Wednesday, July 22, 2009

Obama has the Wrong Map

Says Michael Doran from Harvard. (Via Michael Totten).

How did such a bunch of intelligent folks around such an intelligent president get it so wrong, so fast? You might think they're too influenced by the fantasies regularly spouted by the media, but aren't presidents supposed to have better sources? Isn't that an essential part of letting them be president?

6 comments:

Unknown said...

Too many assumptions about the intelligence of Obama and his sources

Anonymous said...

Obama's intelligence gets so persistently praised that by now I am wondering WHY?
an article like this one about his "sibling" Jarrett and her perception of him "getting" it and without whose advice he claims to take no major decision confuses me no end
what message is this celebrity-style promoting intended to confer?
and it makes me paranoid when I read that she was born in Iran while her father worked there (doesn't say anything whether she lived there long enough to make friends and acquire those special insights I get to hear from our German Iran-experts)
... and is his most important financial advisor (doesn't say what Larry Summers and Timothy Geithner think of that)
http://www.nytimes.com/2009/07/26/magazine/26jarrett-t.html?hp
rgds,
Silke

Anonymous said...

When these are the people you invite as Jewish representatives, you clearly don't think very highly of the Jews.
http://forward.com/articles/110371/

rashkov said...

Obama must think very highly of himself to craft a mid-east policy based on the power of his own charm and correct worldview. To use an American phrase (see Tom Wolfe's Electric Kool-Aid Acid Test): Obama is drinking his own kool-aid.

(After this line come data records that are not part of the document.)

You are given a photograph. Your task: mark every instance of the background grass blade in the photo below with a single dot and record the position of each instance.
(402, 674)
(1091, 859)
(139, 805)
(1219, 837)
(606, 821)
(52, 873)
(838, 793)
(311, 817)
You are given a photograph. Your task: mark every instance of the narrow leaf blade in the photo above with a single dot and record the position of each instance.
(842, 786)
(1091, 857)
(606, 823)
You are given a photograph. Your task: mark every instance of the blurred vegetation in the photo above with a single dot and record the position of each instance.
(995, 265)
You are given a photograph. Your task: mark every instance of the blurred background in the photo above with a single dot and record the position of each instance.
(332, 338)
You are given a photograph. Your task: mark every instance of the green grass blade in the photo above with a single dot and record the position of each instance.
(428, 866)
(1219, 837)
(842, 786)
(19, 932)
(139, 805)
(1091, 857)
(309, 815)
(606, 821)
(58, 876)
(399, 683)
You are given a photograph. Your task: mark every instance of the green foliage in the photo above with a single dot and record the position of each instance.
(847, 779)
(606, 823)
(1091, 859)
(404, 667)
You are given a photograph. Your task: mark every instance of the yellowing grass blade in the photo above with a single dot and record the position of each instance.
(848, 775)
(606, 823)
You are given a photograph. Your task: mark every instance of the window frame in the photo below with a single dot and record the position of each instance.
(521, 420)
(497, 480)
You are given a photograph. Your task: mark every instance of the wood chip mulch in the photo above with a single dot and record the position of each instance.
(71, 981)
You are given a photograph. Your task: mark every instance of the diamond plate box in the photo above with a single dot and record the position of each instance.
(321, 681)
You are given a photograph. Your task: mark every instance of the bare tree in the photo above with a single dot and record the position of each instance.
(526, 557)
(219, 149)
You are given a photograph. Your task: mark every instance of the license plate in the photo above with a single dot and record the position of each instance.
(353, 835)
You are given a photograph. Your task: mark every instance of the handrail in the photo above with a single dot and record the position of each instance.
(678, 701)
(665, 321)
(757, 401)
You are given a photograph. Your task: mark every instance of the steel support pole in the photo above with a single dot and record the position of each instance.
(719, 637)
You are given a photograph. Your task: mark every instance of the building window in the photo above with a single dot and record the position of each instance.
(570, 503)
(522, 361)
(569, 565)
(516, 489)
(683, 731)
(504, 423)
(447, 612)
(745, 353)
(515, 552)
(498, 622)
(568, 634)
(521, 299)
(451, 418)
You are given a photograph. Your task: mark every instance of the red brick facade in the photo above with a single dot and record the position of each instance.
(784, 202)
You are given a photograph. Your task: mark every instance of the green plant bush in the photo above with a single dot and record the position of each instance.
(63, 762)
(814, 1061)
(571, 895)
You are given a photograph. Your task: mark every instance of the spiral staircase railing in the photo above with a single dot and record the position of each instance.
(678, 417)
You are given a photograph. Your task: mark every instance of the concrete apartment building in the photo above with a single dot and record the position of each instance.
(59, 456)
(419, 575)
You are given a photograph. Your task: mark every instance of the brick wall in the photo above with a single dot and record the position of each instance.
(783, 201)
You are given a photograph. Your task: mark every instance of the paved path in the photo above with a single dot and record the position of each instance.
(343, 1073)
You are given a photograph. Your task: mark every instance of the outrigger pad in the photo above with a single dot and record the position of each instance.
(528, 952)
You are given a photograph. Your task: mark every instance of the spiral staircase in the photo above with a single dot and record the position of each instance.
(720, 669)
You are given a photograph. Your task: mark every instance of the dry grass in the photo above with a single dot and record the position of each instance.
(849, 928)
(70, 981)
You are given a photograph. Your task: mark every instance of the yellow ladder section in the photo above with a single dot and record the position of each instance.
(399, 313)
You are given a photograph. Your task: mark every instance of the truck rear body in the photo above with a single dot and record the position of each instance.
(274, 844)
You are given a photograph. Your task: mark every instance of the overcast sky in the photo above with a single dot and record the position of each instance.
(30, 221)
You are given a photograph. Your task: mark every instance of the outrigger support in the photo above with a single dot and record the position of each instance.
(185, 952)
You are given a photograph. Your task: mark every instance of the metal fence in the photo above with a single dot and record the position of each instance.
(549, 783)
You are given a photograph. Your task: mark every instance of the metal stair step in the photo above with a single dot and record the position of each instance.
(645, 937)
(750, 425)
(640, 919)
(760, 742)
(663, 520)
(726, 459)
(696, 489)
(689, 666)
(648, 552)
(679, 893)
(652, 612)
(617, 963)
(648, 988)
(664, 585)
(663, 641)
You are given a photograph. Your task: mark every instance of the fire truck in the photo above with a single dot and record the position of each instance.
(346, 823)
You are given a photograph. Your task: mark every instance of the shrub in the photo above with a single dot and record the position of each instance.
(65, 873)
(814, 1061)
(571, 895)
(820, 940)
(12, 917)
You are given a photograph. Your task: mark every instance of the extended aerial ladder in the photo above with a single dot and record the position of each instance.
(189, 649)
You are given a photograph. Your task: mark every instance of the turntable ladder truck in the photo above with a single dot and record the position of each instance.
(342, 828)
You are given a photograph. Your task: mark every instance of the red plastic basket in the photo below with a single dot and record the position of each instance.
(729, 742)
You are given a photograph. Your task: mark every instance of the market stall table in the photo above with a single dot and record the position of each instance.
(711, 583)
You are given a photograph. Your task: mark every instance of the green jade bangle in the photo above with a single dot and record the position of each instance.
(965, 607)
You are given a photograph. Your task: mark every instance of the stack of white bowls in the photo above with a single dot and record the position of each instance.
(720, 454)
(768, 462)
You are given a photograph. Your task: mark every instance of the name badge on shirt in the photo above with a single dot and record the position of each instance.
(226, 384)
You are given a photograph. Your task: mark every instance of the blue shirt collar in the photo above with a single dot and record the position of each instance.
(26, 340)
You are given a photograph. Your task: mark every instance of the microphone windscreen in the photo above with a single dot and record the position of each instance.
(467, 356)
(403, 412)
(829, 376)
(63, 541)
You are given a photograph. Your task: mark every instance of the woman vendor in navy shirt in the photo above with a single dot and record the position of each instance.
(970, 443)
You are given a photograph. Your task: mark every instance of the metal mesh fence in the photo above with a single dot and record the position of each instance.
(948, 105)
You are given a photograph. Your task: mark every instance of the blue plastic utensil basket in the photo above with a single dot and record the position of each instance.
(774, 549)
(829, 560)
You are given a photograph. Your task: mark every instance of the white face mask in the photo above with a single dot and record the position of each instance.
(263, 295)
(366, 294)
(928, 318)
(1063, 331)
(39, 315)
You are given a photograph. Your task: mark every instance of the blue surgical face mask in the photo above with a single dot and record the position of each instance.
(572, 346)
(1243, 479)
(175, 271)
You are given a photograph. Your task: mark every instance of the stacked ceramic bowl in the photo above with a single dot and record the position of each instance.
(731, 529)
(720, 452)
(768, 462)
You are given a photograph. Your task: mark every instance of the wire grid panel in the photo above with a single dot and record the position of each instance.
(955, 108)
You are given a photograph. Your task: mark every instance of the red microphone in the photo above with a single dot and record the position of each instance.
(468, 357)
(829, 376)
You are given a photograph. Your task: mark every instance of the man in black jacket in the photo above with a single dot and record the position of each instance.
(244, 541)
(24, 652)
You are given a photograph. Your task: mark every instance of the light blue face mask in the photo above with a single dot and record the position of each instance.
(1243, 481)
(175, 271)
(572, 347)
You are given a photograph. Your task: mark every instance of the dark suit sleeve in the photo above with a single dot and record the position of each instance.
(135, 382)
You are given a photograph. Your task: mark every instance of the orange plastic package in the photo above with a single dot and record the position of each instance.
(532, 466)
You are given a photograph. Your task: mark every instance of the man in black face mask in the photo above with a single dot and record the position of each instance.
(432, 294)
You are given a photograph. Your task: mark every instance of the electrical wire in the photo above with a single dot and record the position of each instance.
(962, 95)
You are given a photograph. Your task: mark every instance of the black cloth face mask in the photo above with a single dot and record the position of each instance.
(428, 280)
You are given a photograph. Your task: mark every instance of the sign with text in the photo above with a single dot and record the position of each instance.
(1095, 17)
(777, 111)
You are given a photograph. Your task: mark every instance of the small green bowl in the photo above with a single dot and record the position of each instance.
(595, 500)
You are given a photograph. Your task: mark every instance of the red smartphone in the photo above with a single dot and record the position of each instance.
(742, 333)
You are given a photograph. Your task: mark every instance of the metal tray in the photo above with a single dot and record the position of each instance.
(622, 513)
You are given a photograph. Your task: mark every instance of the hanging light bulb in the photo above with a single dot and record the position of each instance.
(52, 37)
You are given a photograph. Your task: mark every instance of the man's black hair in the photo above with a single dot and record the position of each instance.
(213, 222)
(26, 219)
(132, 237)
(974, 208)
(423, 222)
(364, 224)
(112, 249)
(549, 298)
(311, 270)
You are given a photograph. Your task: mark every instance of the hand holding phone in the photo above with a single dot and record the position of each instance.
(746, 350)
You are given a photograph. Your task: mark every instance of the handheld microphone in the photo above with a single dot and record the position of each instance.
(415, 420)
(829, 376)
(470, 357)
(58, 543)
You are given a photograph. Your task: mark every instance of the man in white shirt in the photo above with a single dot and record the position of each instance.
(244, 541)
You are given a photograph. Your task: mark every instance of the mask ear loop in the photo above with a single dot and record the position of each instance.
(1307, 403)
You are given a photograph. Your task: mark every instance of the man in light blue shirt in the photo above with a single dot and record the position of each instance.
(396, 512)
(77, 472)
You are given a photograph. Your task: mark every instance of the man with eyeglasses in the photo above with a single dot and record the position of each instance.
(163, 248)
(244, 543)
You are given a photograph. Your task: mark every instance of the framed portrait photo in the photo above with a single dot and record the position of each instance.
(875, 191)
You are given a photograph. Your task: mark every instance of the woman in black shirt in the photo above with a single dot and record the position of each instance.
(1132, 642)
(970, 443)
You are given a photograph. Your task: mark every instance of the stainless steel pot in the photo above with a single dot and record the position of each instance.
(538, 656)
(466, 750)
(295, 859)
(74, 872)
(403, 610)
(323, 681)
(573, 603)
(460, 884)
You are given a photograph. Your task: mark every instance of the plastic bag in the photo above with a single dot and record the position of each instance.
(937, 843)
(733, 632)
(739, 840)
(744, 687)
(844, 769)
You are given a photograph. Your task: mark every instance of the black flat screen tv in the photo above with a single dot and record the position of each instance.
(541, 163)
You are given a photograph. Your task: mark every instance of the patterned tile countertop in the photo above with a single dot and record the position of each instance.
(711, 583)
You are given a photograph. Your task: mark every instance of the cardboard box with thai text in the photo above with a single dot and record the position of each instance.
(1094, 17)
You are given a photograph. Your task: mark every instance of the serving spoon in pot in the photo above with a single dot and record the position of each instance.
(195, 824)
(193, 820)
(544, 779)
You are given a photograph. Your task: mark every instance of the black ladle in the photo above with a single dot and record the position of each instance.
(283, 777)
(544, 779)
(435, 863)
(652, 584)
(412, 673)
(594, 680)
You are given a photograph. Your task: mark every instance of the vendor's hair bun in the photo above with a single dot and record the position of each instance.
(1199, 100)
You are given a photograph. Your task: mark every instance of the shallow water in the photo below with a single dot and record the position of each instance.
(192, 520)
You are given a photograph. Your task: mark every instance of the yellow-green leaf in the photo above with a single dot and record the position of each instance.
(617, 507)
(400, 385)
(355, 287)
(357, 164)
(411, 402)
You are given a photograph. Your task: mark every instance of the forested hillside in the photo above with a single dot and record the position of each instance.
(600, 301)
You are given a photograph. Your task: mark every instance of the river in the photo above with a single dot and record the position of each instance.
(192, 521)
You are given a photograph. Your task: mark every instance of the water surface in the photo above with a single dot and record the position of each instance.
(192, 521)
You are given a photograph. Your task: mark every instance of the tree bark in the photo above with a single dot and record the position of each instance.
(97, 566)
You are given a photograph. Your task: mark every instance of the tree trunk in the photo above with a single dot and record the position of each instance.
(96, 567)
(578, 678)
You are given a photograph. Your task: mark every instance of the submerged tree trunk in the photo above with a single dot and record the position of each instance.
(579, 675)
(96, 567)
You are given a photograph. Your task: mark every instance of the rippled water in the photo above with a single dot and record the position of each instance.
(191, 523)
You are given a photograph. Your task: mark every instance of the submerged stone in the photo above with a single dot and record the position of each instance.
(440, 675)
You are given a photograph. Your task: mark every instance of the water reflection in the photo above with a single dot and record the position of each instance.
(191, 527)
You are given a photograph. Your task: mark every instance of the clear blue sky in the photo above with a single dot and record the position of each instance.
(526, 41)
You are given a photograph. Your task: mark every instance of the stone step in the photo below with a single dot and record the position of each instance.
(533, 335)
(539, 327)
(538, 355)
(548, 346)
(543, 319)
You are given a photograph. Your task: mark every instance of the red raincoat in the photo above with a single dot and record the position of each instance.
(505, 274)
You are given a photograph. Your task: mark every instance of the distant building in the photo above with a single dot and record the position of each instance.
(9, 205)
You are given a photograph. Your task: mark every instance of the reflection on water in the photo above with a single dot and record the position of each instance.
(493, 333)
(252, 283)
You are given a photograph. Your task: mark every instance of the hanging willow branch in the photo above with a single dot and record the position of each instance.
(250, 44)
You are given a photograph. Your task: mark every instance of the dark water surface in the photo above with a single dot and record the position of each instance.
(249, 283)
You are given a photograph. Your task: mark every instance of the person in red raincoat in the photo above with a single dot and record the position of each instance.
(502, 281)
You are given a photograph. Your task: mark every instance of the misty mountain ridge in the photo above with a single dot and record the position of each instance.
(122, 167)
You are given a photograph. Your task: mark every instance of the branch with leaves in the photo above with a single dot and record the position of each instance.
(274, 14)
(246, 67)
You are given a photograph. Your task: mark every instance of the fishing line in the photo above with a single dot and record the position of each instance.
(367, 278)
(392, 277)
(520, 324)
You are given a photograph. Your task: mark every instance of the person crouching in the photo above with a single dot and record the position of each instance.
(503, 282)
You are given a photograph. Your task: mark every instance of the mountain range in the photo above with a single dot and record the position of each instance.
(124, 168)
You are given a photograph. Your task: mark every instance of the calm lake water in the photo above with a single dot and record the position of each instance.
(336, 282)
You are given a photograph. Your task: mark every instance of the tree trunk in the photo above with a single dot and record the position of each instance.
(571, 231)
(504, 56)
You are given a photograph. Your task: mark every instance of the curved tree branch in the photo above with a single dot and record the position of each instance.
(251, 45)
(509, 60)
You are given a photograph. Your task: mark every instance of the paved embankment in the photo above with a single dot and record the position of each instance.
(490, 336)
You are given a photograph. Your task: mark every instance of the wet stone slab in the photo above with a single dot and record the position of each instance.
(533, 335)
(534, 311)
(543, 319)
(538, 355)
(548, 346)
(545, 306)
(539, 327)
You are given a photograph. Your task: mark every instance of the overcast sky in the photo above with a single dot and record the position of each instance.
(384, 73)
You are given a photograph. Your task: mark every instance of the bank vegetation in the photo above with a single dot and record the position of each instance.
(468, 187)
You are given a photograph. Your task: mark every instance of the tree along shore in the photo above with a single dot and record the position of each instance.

It is notable that they got it wrong so quickly. An early failure could be a good thing, if you trust that Obama isn't necessarily an Israel hater.

Soccer Dad said...

If you think about it, this is the fundamental premise of the President's Middle East policy.
Obama replied that there was no distance between the U.S. and Israeli positions for the last eight years, and that no progress was made under President George W. Bush.

While I think that there are enough differences between President Obama and President Clinton to make the comparison worthless, this view explains the mistakes that Ari Shavit mentioned in his recent article.

Anonymous said...

just for maybe future use - here Obama applies his obviously preferred tactic of evading questions he doesn't like i.e. great troubles vs nitpicking
http://abcnews.go.com/Politics/Story?id=8153681&page=1

by the way I was struck how in the initial press conference he empathized with Mr. Gates understandable anger but should a white cop by virtue of his skin colour deemed to be racist not have a right to be "understandably angry"? I am getting more and more worried by realizing how much the media utterances of academics seem to refer only to themselves as worthy of consideration and all others as worthy of commiseration.

Take that together with his speech at the NAACP where he mentioned only academic professions as worth to be aspired to - no plumbers no carpenters no policemen no soldiers etc etc only presumed glamour jobs.